Markose comes to terms with his own shortcomings as a father, acknowledging that his strictness prevented open communication. He recognizes Ammu’s role in supporting Sophie and forgives him. Sneha also reconciles with Ammu, realizing his integrity and commitment.

Sophie and Joel are married, and the Aanjilimoottil family breaks the supposed curse as its members build harmonious relationships with their wives. The film concludes with Vimal hoping for success in his own love story with a girl named Thumbi.

== Cast ==
- Sharaf U Dheen in dual roles as:
  - Aanjilimoottil Amruth Raj "Ammu"
  - Aanjilimoottil Narayanan Kartha
- Kalyani Panicker as Sneha Markose
- Jagadish in dual roles as:
  - Aanjilimoottil Rajkumar
  - Kizhikattoor Kochuraja
- Azees Nedumangad as Aanjilimoottil Ambareesh
- Vijitha Vijayakumar as Chinnu
- Sreejaya Nair as Mercy
- Saikumar as Markose
- Anusreya Rajan as Sofiya Markose
- Amal Jose Antony as Aanjilimoottil Vimal Raj
- Kaumudi Kalarikkandy as Mili
- Vineeth Thattil David as Surammavan
- Suresh Babu as Shekharan
- Sanju Madhu as Jijo Thankachan
- Murali Krishnan as Boney
- Shersha Sherief as Joel
- Lucky as Tom
- Shyni Vijayan as Subhadra Kunjamma
- Bindu Panicker as Gyneacologist (cameo appearance)
- Vineeth Sreenivasan as Aanjilimoottil Arumughan Kartha (cameo appearance)
- Urvashi as Sarojini (Photo presence)

==Soundtrack==

The soundtrack album of the film is composed by Hesham Abdul Wahab. Zee Music Company procured the audio rights of the soundtrack. The first single Mellave Mellave was released on 29 March 2026. The second single En Kaathaake Nee was released on 9 April 2026.

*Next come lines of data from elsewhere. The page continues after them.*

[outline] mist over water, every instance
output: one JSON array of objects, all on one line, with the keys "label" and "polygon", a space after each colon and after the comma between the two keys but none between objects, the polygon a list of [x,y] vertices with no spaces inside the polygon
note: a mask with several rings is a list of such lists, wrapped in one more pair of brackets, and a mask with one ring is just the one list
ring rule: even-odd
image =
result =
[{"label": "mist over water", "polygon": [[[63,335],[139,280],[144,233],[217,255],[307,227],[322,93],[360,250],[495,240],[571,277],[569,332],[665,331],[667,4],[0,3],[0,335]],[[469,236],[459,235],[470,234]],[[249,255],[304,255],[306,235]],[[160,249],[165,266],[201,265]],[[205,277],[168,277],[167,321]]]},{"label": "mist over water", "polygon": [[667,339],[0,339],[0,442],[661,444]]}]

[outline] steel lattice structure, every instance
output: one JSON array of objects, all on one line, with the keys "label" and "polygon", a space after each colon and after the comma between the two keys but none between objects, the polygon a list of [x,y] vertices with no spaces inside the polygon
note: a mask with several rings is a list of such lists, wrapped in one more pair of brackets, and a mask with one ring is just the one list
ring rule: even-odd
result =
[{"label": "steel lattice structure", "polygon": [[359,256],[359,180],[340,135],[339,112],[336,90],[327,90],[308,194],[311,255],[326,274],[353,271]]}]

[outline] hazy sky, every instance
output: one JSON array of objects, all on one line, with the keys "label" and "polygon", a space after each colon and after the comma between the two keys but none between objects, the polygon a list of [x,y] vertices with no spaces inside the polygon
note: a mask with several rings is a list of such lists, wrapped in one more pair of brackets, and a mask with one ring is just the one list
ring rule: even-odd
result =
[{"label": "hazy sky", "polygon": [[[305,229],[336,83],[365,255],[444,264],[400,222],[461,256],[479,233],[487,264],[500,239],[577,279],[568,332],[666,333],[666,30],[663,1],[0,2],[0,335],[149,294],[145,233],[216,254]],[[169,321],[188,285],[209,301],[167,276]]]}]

| No. | Title | Lyrics | Singer(s) | Length |
|---|---|---|---|---|
| 1. | "Mellave Mellave" | B. K. Harinarayanan | Vineeth Sreenivasan, Sithara Krishnakumar | 03:28 |
| 2. | "En Kaathaake Nee" | Suhail Koya | Chinmayi Sripada, Hesham Abdul Wahab | 02:59 |
| 3. | "Hridhayame" | Arun Alat | K. S. Harisankar, Divya S. Menon | 03:24 |
| 4. | "Nin Ormathan" | Arun Alat | Job Kurian, Athira Job | 04:10 |
| 5. | "Erathil Kattil" | Adhri Joe | Vineeth Sreenivasan | 03:08 |
| 6. | "Kaninmaniye" | Arun Alat | Rimi Tomy, Hesham Abdul Wahab, B. Murali Krishna | 03:46 |
| 7. | "Va Nee Va" | Arun Alat | Hesham Abdul Wahab, Anila Rajeev | 03:16 |
| 8. | "Puthan Penne Manavatty" | Fejo | Fejo | 04:25 |
| Total length: |  |  |  | 28:36 |

== Release ==
Madhuvidhu was released theatrically on 23 April 2026 through Ajith Vinayaka Films (India) and Phars Film (GCC).

===Home Media===
The film’s digital rights have been acquired by SonyLIV. The film started streaming from 22 May 2026.

==Reception==
=== Critical reception ===
Madhuvidhu received mixed to positive reviews from critics, who praised the performances of the lead cast but noted issues with the script's depth. S. R. Praveen of The Hindu described the film as a light-hearted entertainer that "squanders a promising conflict" in its second half. Dhanya K. Vilayil of The Indian Express appreciated the performances of Sharaf U Dheen and Jagadish, noting the film's situational humor. Swathi P. Ajith of Malayala Manorama wrote "Madhuvidhu is a film that starts with a compelling idea and a warm, engaging tone but loses direction as it moves forward."

Vivek Santhosh of The New Indian Express gave 2.5/5, calling it "a fun romantic comedy short on emotional weight" but highlighting the chemistry between Sharaf U Dheen and Kalyani Panicker. Sreeju Sudhakaran of Rediff.com gave 2.5/5 and wrote "Madhuvidhu is a family entertainer that works in parts but falters when its drama turns unconvincing." Lensmen Reviews noted that while the direction was competent, the plot felt thin towards the climax.

===Box office===
Madhuvidhu earned a worldwide gross of ₹4.3 crore in its first four days of release. Within 19 days, the film grossed ₹11.4 crore worldwide and was declared a commercial success.